Но он не появлялся. Я ждала его, моталась между мастерской и домом. Презирая и ненавидя себя, медленно двигалась на машине по улицам нашего городка в надежде его встретить. Но мальчишка с утра исчезал, появлялся поздно, стараясь не шуметь, пробегал трусцой через кухню мимо гостиной, где мы с Ларри в полном молчании смотрели телевизор, в несколько прыжков поднимался наверх и закрывался у себя в комнате.
В один из вечеров я не выдержала. Когда стрелка на часах в гостиной приблизилась к двенадцати, я раздраженно спросила:
– Тебя не интересует, где он шляется весь день?
Ларри поднял голову от газеты, которую читал, и удивленно посмотрел на меня.
– Кто?
– Дэвид.
– Нет, не интересует, – он снова склонился над журналом.
– А зря, – не унималась я. – Может быть, он связался с дурной компанией или… наркотики…
– Спасибо, что беспокоишься о нем, но с Дэвидом все в порядке.
Ларри отложил журнал и внимательно посмотрел на меня.
Черт возьми, неужели в своих идиотских переживаниях я совсем потеряла голову и выдала себя?
– Я знаю, где он, поэтому не волнуюсь, – после паузы сказал он.
– Да. И где же? – равнодушно спросила я.
– У него появилась девчонка. Он влюбился. Говорит, что всерьез, как полагается в его возрасте… на всю жизнь.
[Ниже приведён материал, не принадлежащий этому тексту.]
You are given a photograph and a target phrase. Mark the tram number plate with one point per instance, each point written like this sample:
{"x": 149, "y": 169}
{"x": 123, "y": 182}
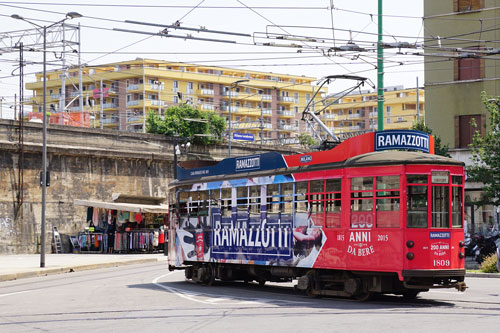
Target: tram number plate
{"x": 441, "y": 263}
{"x": 362, "y": 221}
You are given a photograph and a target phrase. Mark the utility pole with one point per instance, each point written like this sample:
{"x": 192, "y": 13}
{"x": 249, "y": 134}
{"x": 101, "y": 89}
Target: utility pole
{"x": 380, "y": 71}
{"x": 418, "y": 103}
{"x": 101, "y": 115}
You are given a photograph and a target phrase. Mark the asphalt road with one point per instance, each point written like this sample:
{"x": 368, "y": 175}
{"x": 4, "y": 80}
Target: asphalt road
{"x": 148, "y": 298}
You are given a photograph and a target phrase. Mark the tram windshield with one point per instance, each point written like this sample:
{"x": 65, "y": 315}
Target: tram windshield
{"x": 440, "y": 188}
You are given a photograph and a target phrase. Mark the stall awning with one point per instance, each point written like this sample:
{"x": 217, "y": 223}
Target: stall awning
{"x": 122, "y": 206}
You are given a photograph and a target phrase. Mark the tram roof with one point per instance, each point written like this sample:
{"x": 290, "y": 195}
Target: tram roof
{"x": 375, "y": 148}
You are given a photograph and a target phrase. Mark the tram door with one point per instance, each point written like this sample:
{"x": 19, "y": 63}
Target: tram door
{"x": 434, "y": 221}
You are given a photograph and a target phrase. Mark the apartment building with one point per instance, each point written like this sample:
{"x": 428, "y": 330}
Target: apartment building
{"x": 358, "y": 110}
{"x": 461, "y": 61}
{"x": 119, "y": 95}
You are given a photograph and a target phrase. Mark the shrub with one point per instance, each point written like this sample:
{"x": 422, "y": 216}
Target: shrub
{"x": 489, "y": 265}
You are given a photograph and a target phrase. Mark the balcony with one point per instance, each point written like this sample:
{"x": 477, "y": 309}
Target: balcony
{"x": 288, "y": 127}
{"x": 287, "y": 114}
{"x": 287, "y": 99}
{"x": 207, "y": 92}
{"x": 207, "y": 107}
{"x": 113, "y": 120}
{"x": 134, "y": 119}
{"x": 132, "y": 87}
{"x": 133, "y": 103}
{"x": 109, "y": 106}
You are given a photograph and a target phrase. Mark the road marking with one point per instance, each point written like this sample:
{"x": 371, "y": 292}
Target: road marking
{"x": 15, "y": 293}
{"x": 212, "y": 299}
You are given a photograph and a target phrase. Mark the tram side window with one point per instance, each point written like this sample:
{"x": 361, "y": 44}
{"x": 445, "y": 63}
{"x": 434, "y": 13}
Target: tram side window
{"x": 362, "y": 202}
{"x": 254, "y": 201}
{"x": 273, "y": 205}
{"x": 286, "y": 202}
{"x": 457, "y": 202}
{"x": 416, "y": 205}
{"x": 333, "y": 202}
{"x": 242, "y": 202}
{"x": 316, "y": 202}
{"x": 300, "y": 202}
{"x": 388, "y": 201}
{"x": 226, "y": 202}
{"x": 440, "y": 207}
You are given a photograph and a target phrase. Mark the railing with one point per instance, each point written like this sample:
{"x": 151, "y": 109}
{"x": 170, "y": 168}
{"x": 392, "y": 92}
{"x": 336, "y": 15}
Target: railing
{"x": 113, "y": 120}
{"x": 287, "y": 113}
{"x": 207, "y": 92}
{"x": 133, "y": 118}
{"x": 287, "y": 99}
{"x": 109, "y": 106}
{"x": 208, "y": 107}
{"x": 133, "y": 103}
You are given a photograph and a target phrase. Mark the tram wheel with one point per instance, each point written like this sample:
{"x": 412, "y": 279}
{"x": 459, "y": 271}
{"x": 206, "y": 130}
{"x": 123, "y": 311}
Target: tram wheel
{"x": 210, "y": 275}
{"x": 364, "y": 296}
{"x": 410, "y": 294}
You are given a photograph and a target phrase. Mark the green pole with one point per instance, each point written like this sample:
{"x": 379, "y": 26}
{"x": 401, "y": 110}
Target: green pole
{"x": 380, "y": 71}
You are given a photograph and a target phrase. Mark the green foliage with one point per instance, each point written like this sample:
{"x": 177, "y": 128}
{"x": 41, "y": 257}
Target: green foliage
{"x": 489, "y": 265}
{"x": 439, "y": 148}
{"x": 306, "y": 141}
{"x": 485, "y": 166}
{"x": 186, "y": 121}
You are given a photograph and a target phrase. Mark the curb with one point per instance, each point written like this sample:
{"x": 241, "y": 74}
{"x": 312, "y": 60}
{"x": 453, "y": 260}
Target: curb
{"x": 483, "y": 275}
{"x": 70, "y": 269}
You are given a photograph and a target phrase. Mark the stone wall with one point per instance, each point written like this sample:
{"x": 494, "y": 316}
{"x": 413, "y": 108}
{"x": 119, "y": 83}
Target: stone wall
{"x": 85, "y": 164}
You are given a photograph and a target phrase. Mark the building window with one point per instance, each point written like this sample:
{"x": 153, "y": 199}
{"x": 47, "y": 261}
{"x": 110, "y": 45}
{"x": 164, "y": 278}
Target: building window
{"x": 468, "y": 69}
{"x": 464, "y": 131}
{"x": 467, "y": 5}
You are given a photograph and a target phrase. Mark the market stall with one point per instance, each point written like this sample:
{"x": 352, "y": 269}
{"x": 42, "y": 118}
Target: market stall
{"x": 127, "y": 224}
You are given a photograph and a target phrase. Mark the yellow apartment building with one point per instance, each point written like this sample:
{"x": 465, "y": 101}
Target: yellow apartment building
{"x": 119, "y": 95}
{"x": 358, "y": 111}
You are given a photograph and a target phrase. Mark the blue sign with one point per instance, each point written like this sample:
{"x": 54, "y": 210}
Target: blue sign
{"x": 439, "y": 235}
{"x": 243, "y": 136}
{"x": 248, "y": 163}
{"x": 402, "y": 139}
{"x": 306, "y": 159}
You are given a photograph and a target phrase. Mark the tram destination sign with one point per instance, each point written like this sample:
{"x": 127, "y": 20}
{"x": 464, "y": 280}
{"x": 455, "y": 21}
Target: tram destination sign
{"x": 402, "y": 139}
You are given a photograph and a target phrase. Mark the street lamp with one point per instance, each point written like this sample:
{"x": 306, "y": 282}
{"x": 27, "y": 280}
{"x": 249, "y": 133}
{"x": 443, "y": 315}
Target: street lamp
{"x": 70, "y": 15}
{"x": 234, "y": 84}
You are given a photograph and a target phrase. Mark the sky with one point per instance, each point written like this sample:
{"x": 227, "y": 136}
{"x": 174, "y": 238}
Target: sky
{"x": 302, "y": 28}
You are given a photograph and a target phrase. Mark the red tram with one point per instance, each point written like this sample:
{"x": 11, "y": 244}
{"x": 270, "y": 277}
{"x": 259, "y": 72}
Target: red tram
{"x": 361, "y": 218}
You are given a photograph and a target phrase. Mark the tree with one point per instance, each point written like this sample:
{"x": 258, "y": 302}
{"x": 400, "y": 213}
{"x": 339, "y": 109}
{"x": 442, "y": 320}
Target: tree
{"x": 306, "y": 141}
{"x": 185, "y": 121}
{"x": 485, "y": 166}
{"x": 439, "y": 148}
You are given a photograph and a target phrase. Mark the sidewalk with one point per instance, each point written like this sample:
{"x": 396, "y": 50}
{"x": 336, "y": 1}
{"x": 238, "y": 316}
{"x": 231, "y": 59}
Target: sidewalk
{"x": 13, "y": 267}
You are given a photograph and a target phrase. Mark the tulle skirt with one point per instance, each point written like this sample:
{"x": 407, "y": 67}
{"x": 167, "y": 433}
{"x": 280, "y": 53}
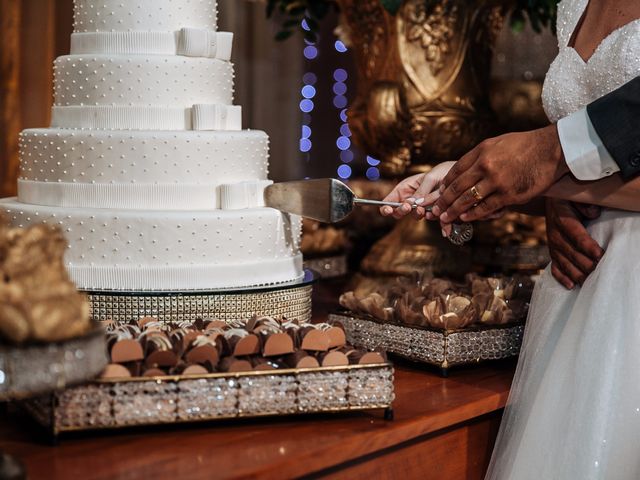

Я всегда предполагала, что Ларри может быть изощренно жестоким! Интересно, в данном случае – жестокость от неведения или он все знает и мстит таким садистским способом?
– Влюбился? – голос все-таки дрогнул. – Замечательно. И в кого?
– Они живут где-то на 16-й стрит, между Фултон и Спринг, – Ларри снисходительно улыбался, словно хотел показать, что получает удовольствие от моей боли. – Ее отец – врач, уролог. Полезное родство. Так что, как видишь, я в курсе всего, что происходит с моим сыном.
– Ты уже поженил их? Тебе всегда хотелось его спихнуть кому-нибудь!
– Катья, что ты хочешь узнать? – он пересел с кресла ко мне на диван и взял за руку. – При чем здесь мой сын? Я чувствую, ты хочешь со мной поговорить, давай разговаривать. Не бойся, начни. Что бы ни было, я пойму. Или постараюсь понять.
Мне вдруг мучительно захотелось все ему рассказать, я потянулась к нему, он с готовностью всем телом двинулся мне навстречу. Но почему-то идущее от него тепло и нежность, так расположившие в первые минуты, вдруг показались искусственными. Его глаза были неподвижны, а углы губ – слишком напряженными. Я подумала, что он изо всех сил старается быть милым и понимающим, а на самом деле ждет подходящего момента, чтобы меня наказать. Неужели я совсем потеряла рассудок и могу поверить в то, что он меня поймет? Меня, влюбленную в его сына!
Я отвела его руки от себя.
– Пока мне нечего тебе сказать.
В его глазах погас ярко загоревшийся несколько минут назад блеск. Ларри встал, хотел что-то сказать, но хлопнула входная дверь, и он промолчал. Дэвид торопливо прошел на кухню.
Не знаю, что на меня нашло. Резко поднявшись, я положила руки на плечи Ларри, приблизила свое лицо, провела языком по его чуть раскрытым сухим губам, и громко сказала:
– Муж, а не пора ли нам в постель? С условием, что ты меня туда понесешь…
Его удивление длилось только секунду. Он обхватил меня двумя руками и поднял. Затем вприпрыжку, напевая что-то невразумительное, но бодрое, помчался по лестнице вверх.
Где-то на середине пути я увидела лицо Дэвида. Он стоял внизу, слишком далеко, и я не могла разглядеть, чего было больше в его глазах: отвращения, злости или насмешки.